Suppose you have a monkey banging away at a typewriter with N keys, each keystroke at independent uniform random. Suppose you’re waiting for the first occurrence of a particular string S. On average (in the sense of probabilistic mean), how many keystrokes will it take?

This is basically a Markov chain problem. For any particular string S, we set up a Markov chain with a bunch of states, one for each prefix of S [the amount of progress we may have made so far], and then consider all the transition probabilities. From any state, there’s a 1/N chance of advancing one state further. However, the damage done by other keystrokes depends on the particulars of the string, the state we were in, and the keystroke; we may be sent all the way back to square zero or we may only be sent part way back to some partial progress state still.
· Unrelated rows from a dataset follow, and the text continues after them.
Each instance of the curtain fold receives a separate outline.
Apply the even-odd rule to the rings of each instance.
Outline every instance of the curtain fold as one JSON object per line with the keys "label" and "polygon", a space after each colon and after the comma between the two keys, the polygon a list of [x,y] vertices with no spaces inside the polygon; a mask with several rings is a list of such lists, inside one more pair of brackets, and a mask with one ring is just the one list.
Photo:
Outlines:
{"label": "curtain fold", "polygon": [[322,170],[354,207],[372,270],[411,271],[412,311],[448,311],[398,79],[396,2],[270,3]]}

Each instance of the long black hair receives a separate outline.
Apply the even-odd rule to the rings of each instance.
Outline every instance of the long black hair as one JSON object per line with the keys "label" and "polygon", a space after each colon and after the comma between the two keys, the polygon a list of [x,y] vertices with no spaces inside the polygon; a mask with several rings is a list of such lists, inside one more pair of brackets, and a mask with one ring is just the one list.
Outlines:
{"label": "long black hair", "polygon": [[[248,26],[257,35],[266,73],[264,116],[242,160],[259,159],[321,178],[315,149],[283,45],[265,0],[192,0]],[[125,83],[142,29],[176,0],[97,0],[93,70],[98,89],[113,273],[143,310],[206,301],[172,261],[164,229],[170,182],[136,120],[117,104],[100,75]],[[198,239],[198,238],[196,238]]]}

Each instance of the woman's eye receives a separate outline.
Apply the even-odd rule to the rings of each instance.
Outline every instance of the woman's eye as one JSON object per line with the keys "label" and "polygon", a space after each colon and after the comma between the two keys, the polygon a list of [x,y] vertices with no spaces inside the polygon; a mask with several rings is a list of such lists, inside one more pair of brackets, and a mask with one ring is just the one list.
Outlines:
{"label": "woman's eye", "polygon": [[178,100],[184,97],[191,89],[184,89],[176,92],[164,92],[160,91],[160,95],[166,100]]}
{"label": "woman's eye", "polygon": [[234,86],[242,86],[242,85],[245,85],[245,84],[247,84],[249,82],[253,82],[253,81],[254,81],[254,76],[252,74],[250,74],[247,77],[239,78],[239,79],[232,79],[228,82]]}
Whatever the particular string S, we can readily set up this Markov chain and then do the linear algebra (solving \(\vert S \vert\) many equations in \(\vert S \vert\) many variables) for the mean time to the accepting state. However, there’s a more clever way to think about this, which readily solves the problem in full generality:

Imagine a casino where, on every given day, a monkey hits a letter on the typewriter. Furthermore, everyone in the casino has kept track of the string of all letters they’ve seen so far, and each day puts all their money down on a bet that they will make it one character further into S. If they do not make such progress, they go bankrupt and leave the casino (no retreating into partial progress as in the Markov chain). If they do make such progress, the winnings from their bet are N times the amount they put down (making the profit N - 1 times the amount they put down). This ensures it’s a fair odds bet, with mean profit zero. Finally, every day, one new person enters the casino with one dollar, betting it on starting off getting the first character of S.
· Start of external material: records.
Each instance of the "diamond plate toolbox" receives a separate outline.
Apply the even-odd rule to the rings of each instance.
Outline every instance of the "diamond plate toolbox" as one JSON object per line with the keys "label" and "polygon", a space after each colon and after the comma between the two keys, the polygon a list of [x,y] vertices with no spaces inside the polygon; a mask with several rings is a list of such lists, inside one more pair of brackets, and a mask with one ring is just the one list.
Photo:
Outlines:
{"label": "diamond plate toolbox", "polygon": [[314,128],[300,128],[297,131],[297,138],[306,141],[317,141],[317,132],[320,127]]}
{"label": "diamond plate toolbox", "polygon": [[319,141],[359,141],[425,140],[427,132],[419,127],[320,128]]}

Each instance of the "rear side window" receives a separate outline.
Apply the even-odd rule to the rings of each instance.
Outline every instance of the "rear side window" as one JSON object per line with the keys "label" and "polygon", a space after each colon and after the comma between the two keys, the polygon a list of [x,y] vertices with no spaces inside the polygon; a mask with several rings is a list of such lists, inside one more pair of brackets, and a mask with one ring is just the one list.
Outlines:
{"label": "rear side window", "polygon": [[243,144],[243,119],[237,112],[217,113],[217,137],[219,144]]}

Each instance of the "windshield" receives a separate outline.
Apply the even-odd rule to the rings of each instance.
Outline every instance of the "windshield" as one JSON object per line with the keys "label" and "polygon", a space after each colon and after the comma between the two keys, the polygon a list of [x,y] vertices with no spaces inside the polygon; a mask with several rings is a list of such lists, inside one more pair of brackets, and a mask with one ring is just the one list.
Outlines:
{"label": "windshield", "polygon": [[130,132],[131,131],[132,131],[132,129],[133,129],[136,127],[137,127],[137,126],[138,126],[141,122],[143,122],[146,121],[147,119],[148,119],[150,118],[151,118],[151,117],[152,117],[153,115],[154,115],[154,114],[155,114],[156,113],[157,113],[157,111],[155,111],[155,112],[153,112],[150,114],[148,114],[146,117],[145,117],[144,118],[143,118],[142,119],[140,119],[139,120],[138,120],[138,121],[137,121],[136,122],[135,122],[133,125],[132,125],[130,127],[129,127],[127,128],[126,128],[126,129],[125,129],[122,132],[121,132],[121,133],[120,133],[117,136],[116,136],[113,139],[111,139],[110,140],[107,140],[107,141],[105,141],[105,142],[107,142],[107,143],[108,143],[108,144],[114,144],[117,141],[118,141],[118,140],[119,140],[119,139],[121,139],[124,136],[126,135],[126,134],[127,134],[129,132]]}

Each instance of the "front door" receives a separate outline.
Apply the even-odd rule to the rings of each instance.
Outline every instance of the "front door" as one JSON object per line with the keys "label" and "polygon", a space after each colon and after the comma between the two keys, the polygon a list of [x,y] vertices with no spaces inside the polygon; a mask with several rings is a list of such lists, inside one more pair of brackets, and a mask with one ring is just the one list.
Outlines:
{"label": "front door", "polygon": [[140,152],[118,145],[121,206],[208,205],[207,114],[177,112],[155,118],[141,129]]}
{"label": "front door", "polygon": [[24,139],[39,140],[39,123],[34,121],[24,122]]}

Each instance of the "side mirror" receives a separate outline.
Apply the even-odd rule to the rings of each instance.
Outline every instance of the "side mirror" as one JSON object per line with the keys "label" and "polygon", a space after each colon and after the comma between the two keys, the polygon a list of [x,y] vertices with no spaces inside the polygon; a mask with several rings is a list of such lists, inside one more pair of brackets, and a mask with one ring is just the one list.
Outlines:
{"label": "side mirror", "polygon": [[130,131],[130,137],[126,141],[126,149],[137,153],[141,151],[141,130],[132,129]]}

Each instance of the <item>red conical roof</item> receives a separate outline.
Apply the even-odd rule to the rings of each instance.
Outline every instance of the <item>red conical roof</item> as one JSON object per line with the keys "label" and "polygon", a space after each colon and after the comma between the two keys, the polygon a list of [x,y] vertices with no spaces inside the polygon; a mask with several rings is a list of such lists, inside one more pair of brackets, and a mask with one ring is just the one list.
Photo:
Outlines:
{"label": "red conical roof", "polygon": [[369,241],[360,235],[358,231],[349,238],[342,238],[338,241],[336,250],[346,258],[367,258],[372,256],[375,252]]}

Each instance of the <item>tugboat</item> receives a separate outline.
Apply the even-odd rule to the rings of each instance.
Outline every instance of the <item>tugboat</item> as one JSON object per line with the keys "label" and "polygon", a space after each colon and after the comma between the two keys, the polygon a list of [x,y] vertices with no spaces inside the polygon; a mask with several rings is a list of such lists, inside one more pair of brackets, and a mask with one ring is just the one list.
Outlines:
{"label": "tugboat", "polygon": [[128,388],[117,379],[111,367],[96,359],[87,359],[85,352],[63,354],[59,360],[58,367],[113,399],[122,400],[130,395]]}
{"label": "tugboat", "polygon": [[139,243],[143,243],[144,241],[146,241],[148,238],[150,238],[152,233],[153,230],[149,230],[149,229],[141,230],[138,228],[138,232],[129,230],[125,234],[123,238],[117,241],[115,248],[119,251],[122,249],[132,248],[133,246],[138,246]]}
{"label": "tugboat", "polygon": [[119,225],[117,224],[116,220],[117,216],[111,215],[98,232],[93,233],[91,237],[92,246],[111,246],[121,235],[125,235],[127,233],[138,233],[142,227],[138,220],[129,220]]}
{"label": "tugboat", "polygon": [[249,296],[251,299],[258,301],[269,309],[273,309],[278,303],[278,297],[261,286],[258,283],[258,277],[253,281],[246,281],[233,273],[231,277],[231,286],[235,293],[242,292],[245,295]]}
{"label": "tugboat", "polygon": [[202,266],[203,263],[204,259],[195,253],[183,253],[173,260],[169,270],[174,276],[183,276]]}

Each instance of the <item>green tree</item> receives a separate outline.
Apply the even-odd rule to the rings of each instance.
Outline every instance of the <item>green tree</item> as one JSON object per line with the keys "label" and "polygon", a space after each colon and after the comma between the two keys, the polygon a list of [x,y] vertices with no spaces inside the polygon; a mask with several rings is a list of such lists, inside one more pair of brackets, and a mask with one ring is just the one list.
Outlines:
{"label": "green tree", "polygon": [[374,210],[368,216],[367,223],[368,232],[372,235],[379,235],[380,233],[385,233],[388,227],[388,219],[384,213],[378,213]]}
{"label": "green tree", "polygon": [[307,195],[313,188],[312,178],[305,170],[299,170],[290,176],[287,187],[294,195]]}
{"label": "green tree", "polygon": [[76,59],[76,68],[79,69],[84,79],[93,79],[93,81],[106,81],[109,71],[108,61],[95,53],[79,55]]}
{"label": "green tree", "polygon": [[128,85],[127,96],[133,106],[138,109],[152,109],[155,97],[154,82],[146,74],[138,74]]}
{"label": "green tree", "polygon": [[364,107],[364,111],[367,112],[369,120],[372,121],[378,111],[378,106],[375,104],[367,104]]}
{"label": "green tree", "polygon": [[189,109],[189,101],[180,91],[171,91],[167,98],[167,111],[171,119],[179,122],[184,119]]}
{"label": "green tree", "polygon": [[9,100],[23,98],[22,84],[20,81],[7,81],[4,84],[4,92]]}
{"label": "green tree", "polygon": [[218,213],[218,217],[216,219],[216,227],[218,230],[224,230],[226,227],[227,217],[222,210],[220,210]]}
If anyone ever makes it all the way through S, the casino pays out all its obligations and shuts down.

On average, how long will it take for someone to make it all the way through S? Well, let’s consider what the casino’s total profit is at the time someone does this. This total profit must have a mean value of zero, since all the bets individually have mean values of zero (this is a “Stopping Time” theorem, a theorem about martingales, in jargon). We can think of the money flow of the casino as having taken in one dollar from everyone who ever showed up, and having payed out some last round winnings to everyone who hasn’t yet gone bust. The means of these two flows (dollars into the casino and dollars out) must be equal and cancel out. The former of these values is the number of rounds it took for someone to make it all the way through S. The latter of these values is the sum of \(N^k\) over everyone who successfully won precisely \(k\) many turns; that is, the sum of \(N^k\) over all positive \(k\) such that the first \(k\) characters of S match the last \(k\) characters of S.
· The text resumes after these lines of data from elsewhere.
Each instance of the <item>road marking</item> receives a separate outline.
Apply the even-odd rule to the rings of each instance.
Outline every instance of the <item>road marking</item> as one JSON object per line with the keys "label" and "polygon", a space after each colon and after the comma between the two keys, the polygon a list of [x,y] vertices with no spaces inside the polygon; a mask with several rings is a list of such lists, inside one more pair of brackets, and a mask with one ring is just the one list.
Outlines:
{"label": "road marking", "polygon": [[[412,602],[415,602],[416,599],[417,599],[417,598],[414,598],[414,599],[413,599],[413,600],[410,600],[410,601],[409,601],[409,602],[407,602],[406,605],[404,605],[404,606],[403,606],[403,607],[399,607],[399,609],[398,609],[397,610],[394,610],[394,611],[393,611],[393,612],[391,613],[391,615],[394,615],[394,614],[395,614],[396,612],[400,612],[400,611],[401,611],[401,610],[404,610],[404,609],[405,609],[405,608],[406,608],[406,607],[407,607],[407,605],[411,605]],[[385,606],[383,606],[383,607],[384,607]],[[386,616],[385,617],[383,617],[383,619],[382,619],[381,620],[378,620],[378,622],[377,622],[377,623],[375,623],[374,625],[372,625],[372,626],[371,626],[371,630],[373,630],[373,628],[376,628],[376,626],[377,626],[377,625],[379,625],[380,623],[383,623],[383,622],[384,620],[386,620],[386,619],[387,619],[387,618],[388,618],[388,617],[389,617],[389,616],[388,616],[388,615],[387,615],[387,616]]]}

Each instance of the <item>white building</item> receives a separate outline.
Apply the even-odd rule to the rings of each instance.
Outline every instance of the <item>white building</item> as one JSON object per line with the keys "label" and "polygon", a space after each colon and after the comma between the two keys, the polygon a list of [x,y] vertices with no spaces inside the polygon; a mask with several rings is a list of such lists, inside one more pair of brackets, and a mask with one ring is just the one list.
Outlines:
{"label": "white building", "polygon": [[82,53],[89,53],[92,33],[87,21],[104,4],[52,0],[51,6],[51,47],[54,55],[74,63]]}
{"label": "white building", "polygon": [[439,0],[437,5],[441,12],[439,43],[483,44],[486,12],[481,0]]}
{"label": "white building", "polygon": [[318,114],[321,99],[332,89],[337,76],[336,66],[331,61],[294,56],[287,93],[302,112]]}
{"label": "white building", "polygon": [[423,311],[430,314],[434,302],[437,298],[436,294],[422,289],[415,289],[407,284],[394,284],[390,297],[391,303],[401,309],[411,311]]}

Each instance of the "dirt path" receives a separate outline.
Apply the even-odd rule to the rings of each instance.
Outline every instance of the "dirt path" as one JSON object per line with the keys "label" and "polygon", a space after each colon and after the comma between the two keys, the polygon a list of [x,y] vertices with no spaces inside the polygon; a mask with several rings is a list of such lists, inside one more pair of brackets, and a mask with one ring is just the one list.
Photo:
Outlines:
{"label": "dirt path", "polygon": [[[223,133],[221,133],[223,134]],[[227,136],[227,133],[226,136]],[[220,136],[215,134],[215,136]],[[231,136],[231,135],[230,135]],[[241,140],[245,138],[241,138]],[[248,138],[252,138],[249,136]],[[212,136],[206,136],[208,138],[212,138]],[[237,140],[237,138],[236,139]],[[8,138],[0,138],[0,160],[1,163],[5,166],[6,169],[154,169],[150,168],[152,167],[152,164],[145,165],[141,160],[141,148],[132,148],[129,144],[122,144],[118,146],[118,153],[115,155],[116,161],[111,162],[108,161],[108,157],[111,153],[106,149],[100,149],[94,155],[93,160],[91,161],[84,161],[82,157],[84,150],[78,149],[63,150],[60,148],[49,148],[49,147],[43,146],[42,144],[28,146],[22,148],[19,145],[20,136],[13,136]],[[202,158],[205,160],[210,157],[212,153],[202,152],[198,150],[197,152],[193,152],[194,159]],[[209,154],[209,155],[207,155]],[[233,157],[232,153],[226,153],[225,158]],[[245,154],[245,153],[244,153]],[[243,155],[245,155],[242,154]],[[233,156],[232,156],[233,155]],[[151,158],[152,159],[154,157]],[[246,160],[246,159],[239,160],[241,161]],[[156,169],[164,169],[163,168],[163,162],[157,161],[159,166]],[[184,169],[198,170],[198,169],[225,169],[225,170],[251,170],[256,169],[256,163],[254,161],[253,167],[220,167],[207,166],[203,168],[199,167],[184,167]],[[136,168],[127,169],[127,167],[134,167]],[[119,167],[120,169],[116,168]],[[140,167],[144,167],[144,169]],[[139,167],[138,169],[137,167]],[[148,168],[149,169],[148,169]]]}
This is the answer, then. The mean number of keystrokes it takes is the sum of \(N^k\) over all positive \(k\) such that the first \(k\) characters of S match the last \(k\) characters of S.

See https://projecteuclid.org/download/pdf_1/euclid.aop/1176994578 (“A Martingale Approach to the Study of Occurrence of Sequence Patterns in Repeated Experiments” by Shuo-Yen Robert Li) for some further generalizations.


Alternative perspective on the above:

Suppose we have a Markov chain in which nodes are labelled with natural numbers, and no transition raises the number by more than one. What is the mean number of steps to go from \(n\) to \(n + m\) (call this \(F_{n, n + m}\))? Well, this is the sum of \(E_n, E_{n + 1}, \ldots, E_{n + m - 1}\), where \(E_n\) is the mean number of steps to go from \(n\) to \(n + 1\).

And how can we compute \(E_n\)? Let \(p_x\) be the probability of transitioning into state \(x\) in a single step, when starting from state \(n\). Then \(E_n\) is \(\frac{1}{p_{n + 1}} +\) the sum of \(\frac{p_x}{p_{n + 1}} F_{x, n}\) over all \(x\) other than \(n + 1\). On average, in going from state \(n\) to state \(n + 1\), we make \(\frac{p_x}{p_{n + 1}}\) many transitions from state \(n\) to state \(x\) (including \(x = n + 1\), these sum up to \(\frac{1}{p_{n + 1}}\)). After each transition from state \(n\) to state \(x\), it takes on average \(F_{x, n}\) many transitions to return to state \(n\).


See https://twitter.com/RadishHarmers/status/1641218111889190918 and https://en.wikipedia.org/wiki/Absorbing_Markov_chain#Variance_on_number_of_steps for discussion of the variance of the number of steps.